Here, you can set actions for when Motific identifies that a prompt or a model output contains content from the restricted/uintended topics that you define. You are provided with fields where you can define the topic names that are considered to be off-topic or restricted while interacting with a LLM. For example, topics like dating, vacation, travel, and gaming etc., are topics that an organaization may regard as irrelevant to the users to be productive.

When Motific detects these topics in a prompt, that prompt can either be blocked from getting an inference from an LLM or can be passed to an LLM. Off-topic detection when set also examines the output of a model i.e., an LLM response for any restricted topic content. And depending on the action set, Motifc takes next course of action. This helps ensure that the interaction with the Gen AI apps is within the organization’s values and ethics.

The actions that Motific can take are Warn or Block the off-topic content.

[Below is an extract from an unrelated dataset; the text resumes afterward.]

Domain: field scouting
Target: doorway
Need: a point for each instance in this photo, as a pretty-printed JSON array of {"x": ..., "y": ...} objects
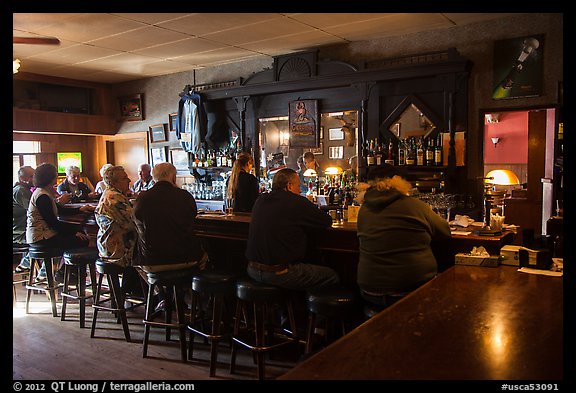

  • To set off-topic detection policy actions, select the Off-topic detection template.
  • You can see the pre-populated fields available to enter the topics you want to restrict.
  • Enter the off-topic names on which the action needs to be taken.

PII content

PII content policy prevents the sharing of sensitive personal information with LLMs to safeguard user privacy.

Here, you define an action that Motific should perform, when it detects that a prompt contains any or all the PII(Personally identifiable information) entities. This helps safeguard user’s privacy from unauthorized access and breaches. The actions that Motific can take are Pass, Block, or Redact the PII. By default, the action is set to Pass for each category.

  • To define PII content, select the PII content option.

  • The following PII categories are available for you to define policies over:

    • Credit cards- Select a policy action to perform when Motific detects that the prompt or inference response contains credit card numbers.
    • Email address- Select a policy action to perform when Motific detects that the prompt or inference response contains email addresses.
    • Person- Select a policy action to perform when Motific detects that the prompt or inference response contains a person’s details like first name, last name.
    • Phone numbers- Select a policy action to perform when Motific detects that the prompt contains a US phone number.
    • Location- Select a policy action to perform when Motific detects that the prompt or inference response contains a locations details like address, country, etc.
    • US social security numbers- Select a policy action to perform when Motific detects that the prompt contains US social security number(s).

Code presence

Code presence policy ensures the prompt is scanned for any vulnerable code.

Here you can set actions for when Motific identifies that a prompt sent to a model, or and inference output form a model contains code in coding languages such as Python, Java, or JavaScript. The actions that Motific can take are Pass or Block the insecure code.

When you are done configuring the policies, click Save policy button. And the policy is saved and displayed on the Policies page.